TriceEdney — Among other non-academic activities in our contemporary society, all public school children are introduced to vital, emergency life saving drills. Fire drills, lock-down drills, shelter-in-place drills and tornado drills are all common to our students and welcomed by parents and concerned family members. If asked, most students can easily explain the purpose and intricacies of assuming the “Duck and Tuck” position. First one locates a position away from glass and loose debris that can be dangerously propelled by high winds. Next, facing a wall or other solid, protective edifice, one assumes a vertical fetal position with his/her head lowered as far as possible between his/her knees. The “Duck and Tuck” position is employed in every public school tornado drill.
Dr. E. Faye Williams
Although now used almost exclusively for tornadoes, I’m old enough to remember when the primary purpose of the “Duck and Tuck” was as a drill for students to prepare for nuclear attack. Then, the world had fresh recollections of the destruction and devastation of such attacks. Hiroshima and Nagasaki were not just historic events. I have been both places and memory of the horrors are still real. I can appreciate the serious and solemn approach world leaders, specifically American leaders, took in navigating through world events with the goal of maintaining peace. Even Dr. J. Robert Oppenheimer, principle physicist in developing the atomic bomb, understood the monster he unleashed upon humanity. With clarity of thought he stated, “Now I am become Death, the destroyer of worlds.”
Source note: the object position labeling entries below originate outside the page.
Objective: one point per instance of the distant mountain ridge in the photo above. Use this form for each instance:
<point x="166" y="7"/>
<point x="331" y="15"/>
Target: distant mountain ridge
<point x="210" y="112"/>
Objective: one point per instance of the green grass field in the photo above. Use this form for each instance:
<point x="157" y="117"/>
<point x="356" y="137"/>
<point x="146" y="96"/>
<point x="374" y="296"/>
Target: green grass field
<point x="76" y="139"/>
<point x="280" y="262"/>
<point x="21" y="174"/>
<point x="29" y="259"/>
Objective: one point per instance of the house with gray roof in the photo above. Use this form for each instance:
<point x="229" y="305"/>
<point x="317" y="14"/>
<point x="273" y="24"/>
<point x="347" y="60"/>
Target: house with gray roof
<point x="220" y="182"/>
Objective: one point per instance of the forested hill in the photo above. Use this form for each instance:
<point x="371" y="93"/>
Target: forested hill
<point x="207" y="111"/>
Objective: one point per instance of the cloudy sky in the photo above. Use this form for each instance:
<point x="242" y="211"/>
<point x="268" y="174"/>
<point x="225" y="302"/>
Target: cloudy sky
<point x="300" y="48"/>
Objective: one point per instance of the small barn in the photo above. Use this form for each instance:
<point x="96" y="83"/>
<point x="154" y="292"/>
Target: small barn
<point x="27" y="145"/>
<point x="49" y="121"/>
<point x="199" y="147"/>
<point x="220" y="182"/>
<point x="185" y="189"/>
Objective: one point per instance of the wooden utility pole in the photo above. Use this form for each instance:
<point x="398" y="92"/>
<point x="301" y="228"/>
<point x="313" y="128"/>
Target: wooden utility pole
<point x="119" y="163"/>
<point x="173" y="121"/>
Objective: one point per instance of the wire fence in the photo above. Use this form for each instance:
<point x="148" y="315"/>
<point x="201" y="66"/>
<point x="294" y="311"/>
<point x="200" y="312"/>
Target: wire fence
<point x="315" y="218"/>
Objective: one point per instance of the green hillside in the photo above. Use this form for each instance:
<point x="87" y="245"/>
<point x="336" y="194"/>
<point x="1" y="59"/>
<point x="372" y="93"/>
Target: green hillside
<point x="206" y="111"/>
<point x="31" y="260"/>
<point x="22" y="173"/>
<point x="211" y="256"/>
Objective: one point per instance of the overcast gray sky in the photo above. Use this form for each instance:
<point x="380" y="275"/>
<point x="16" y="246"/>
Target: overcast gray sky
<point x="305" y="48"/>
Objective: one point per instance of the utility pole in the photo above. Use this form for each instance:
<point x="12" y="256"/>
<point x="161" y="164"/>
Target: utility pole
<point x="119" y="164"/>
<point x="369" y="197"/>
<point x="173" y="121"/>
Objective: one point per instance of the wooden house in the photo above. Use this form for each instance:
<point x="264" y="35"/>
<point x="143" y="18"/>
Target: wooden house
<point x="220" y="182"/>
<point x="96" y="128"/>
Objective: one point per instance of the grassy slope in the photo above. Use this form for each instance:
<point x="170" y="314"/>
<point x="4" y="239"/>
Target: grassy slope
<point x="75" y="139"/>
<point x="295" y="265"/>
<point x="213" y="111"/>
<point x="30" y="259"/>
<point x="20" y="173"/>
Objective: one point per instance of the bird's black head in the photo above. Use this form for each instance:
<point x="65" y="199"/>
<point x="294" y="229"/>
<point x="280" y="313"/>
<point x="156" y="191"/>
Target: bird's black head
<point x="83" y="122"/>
Today, with world leaders playing “fast and loose” with the resolution of crises, I fear that many are either too young to remember the damage wrought upon Japan in 1945 or they have developed an unrealistic and cavalier understanding of the potential impact of future nuclear war. Although it was a work of fiction, the 1983 television movie, The Day After (https://www.youtube.com/watch?v=9ZhjpHYjZpc&t=600s), was recommended to me as a stark refresher of what a nuclear war could mean. I shudder to think that this depiction could have an element of truth, yet I believe that in reality our fate would be far worse.
Truth could be stranger than fiction. Specifically, through its development and threat of deployment of nuclear weapons, North Korea holds South Korea, Japan, China, and, possibly, parts of the United States hostage to the fear of nuclear holocaust. A US Navy Aircraft Carrier Battle Group now sails, more or less, toward the Sea of Japan on course to achieve what only God knows. Conflicts in mid-eastern Asia serve as a potential tipping-point for widening conventional warfare that may force us to a combative point-of-no-return. Terrorists turn the hatred and xenophobia that is running rampant in the United States into recruitment propaganda for an internal and external assault upon our social stability.
As I write this, a megalomaniacal US President has taken great enjoyment in upsetting any logical order in international relations. He, seemingly, derives genuine pleasure in offending long-standing allies and courting the allegiance and camaraderie of nations that we have long numbered among our historic adversaries. We now reject the values that have made our nation great and embrace the hatred and divisiveness that weaken us spiritually and morally.
Years ago, Five-Star General Omar Bradley predicted our current circumstance. He said, “Ours is a world of nuclear giants and ethical infants. We know more about war than we know about peace, more about killing than we know about living. We have grasped the mystery of the atom and rejected the Sermon on the Mount.”
The threat to our species is critical. Our only choice is to heed the call for active political involvement. Through our engagement we must demand that our current impractical and unrealistic leadership plot a more reasoned course to the future.